|Becoming a Primary School Teacher in Trinidad & Tobago, Part 2: Teaching Practice - Experience of Trainees (CIE, 2000, 54 p.)|
|Chapter 2: Arrangements For Teaching Practice|
Primary school buildings in Trinidad and Tobago are not uniform. At one end of the spectrum are those schools that are dilapidated and in need of serious repair work. These schools have little by way of amenities. At the other end of the spectrum are the schools which were built in the recent past with funding from the Inter-American Development Bank. These schools have separate rooms for the principal and the staff. They also have room for a science laboratory, although some of the schools have converted these rooms into regular classrooms in order to accommodate more pupils. In spite of these differences, one common feature in nearly all the schools is the open classroom. Typically, one class is divided from another by wooden screens or blackboards. In only few cases are there walls separating the various classrooms. In some schools, only a narrow corridor (and not even a blackboard) separates two classes.

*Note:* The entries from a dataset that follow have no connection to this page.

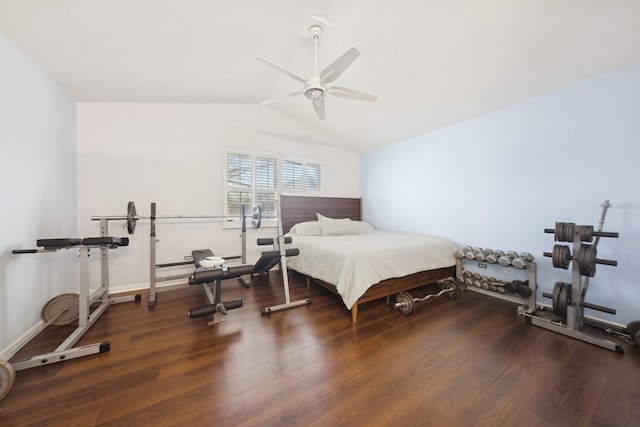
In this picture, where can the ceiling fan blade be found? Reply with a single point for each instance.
(345, 92)
(338, 66)
(281, 97)
(282, 69)
(318, 105)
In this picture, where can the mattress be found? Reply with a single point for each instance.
(355, 262)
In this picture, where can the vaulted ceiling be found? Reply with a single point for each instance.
(432, 63)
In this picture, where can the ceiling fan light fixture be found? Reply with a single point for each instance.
(314, 93)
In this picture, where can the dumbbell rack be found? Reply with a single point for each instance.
(528, 268)
(567, 317)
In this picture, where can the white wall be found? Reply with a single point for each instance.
(37, 190)
(172, 154)
(497, 181)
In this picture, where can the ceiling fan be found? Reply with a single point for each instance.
(315, 87)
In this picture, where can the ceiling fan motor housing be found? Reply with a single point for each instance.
(313, 90)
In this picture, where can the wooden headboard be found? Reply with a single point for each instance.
(295, 209)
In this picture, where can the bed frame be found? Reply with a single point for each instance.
(295, 209)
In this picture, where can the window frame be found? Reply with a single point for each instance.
(269, 220)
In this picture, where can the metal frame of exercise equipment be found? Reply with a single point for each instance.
(283, 267)
(86, 318)
(131, 220)
(572, 320)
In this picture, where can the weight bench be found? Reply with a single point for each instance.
(207, 276)
(68, 308)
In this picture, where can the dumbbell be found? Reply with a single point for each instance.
(481, 255)
(471, 255)
(518, 287)
(522, 260)
(494, 257)
(460, 253)
(507, 258)
(467, 278)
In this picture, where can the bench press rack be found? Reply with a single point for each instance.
(68, 308)
(181, 279)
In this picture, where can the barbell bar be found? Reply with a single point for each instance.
(586, 259)
(132, 217)
(566, 231)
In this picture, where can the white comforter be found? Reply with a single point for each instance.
(354, 262)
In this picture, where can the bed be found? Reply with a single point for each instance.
(323, 269)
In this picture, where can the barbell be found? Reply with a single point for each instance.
(132, 217)
(586, 258)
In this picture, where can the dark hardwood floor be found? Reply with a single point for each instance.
(470, 362)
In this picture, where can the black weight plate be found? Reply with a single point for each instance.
(69, 303)
(132, 217)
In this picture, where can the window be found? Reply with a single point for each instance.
(255, 179)
(302, 177)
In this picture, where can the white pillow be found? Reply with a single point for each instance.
(309, 228)
(332, 227)
(360, 227)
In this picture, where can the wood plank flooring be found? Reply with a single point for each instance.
(470, 362)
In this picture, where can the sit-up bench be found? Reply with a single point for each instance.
(207, 276)
(84, 307)
(269, 259)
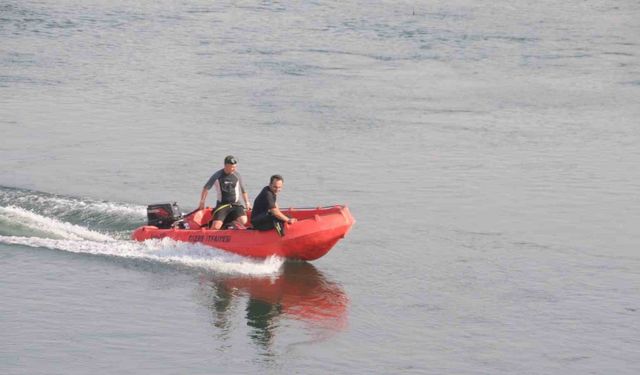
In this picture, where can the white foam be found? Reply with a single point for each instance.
(164, 251)
(51, 226)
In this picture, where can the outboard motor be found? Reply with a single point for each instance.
(164, 215)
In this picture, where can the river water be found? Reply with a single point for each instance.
(489, 152)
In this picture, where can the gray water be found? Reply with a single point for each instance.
(488, 151)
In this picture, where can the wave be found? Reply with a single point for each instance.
(42, 220)
(112, 217)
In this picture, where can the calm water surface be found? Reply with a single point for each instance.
(489, 153)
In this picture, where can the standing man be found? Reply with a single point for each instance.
(266, 214)
(229, 187)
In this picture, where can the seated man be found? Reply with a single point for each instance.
(266, 214)
(229, 187)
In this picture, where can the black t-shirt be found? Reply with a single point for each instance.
(265, 201)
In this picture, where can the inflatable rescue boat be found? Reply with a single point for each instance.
(312, 236)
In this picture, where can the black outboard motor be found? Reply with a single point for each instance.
(164, 215)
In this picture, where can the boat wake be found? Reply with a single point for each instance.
(41, 220)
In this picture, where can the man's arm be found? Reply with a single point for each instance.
(278, 214)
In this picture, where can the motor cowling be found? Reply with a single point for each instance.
(164, 215)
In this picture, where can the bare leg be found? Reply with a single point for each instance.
(217, 224)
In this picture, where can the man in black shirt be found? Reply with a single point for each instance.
(229, 186)
(266, 215)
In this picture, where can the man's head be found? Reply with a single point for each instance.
(230, 164)
(276, 183)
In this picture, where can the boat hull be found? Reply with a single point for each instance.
(312, 236)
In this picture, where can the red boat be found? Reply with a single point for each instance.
(312, 236)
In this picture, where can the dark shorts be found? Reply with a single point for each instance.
(228, 212)
(268, 222)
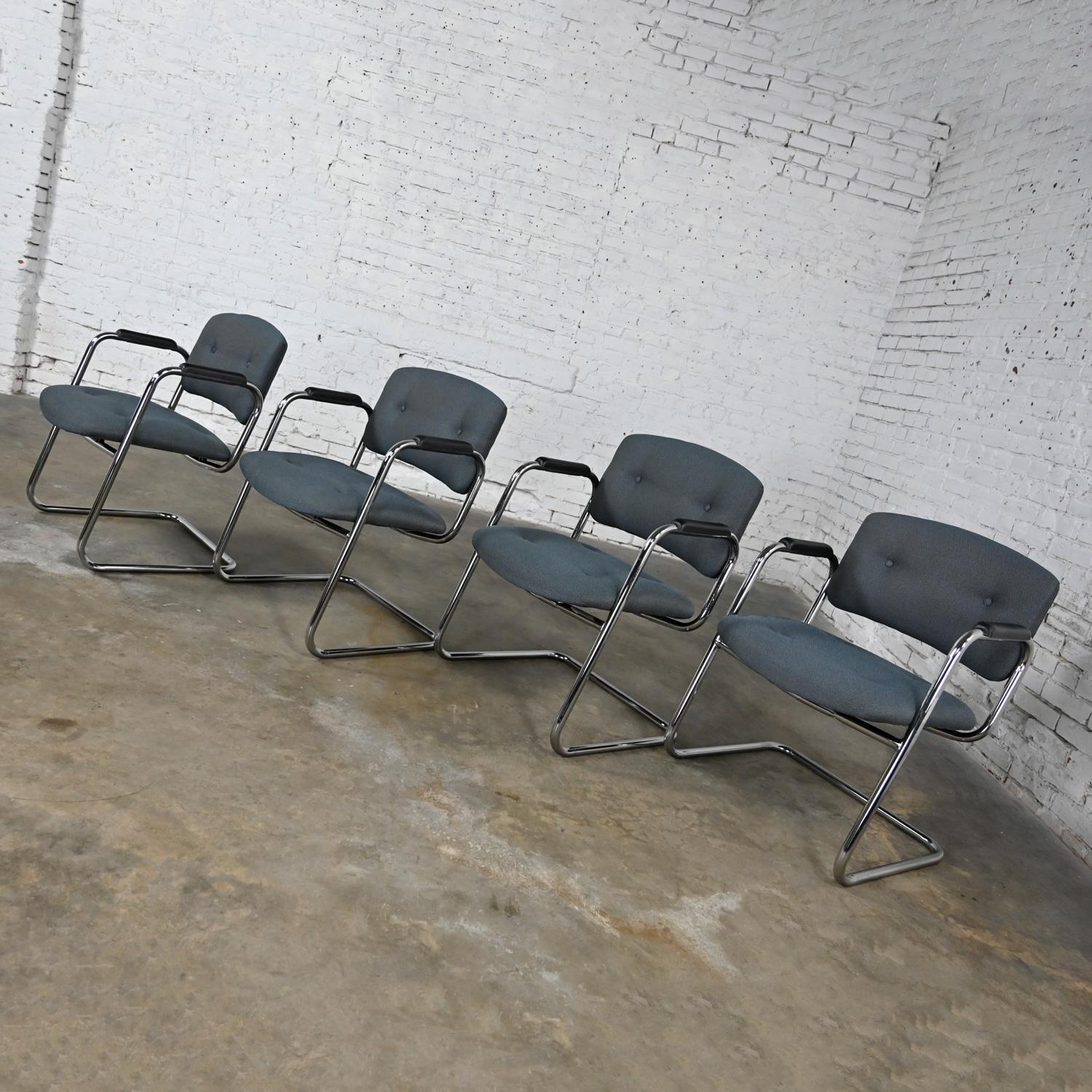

The net result of such poor layout of the physical plant is that the noise level in these schools is quite high, as noise from activity in one class is readily augmented by noise from activity in nearby classes. This is the setting in which trainees are expected to learn their craft.
The school furniture in most schools is also less than desirable. Typically, three or four pupils sit at long, wooden, heavy benches which are a combination of a seat and a desk. These benches are usually packed closely together. This means that there is not much room within which the teacher can move during a lesson. It also means that teachers are limited in the extent to which they can manipulate class furniture to create different learning environments. However, in a few schools, there is enough space to facilitate the rearranging of furniture.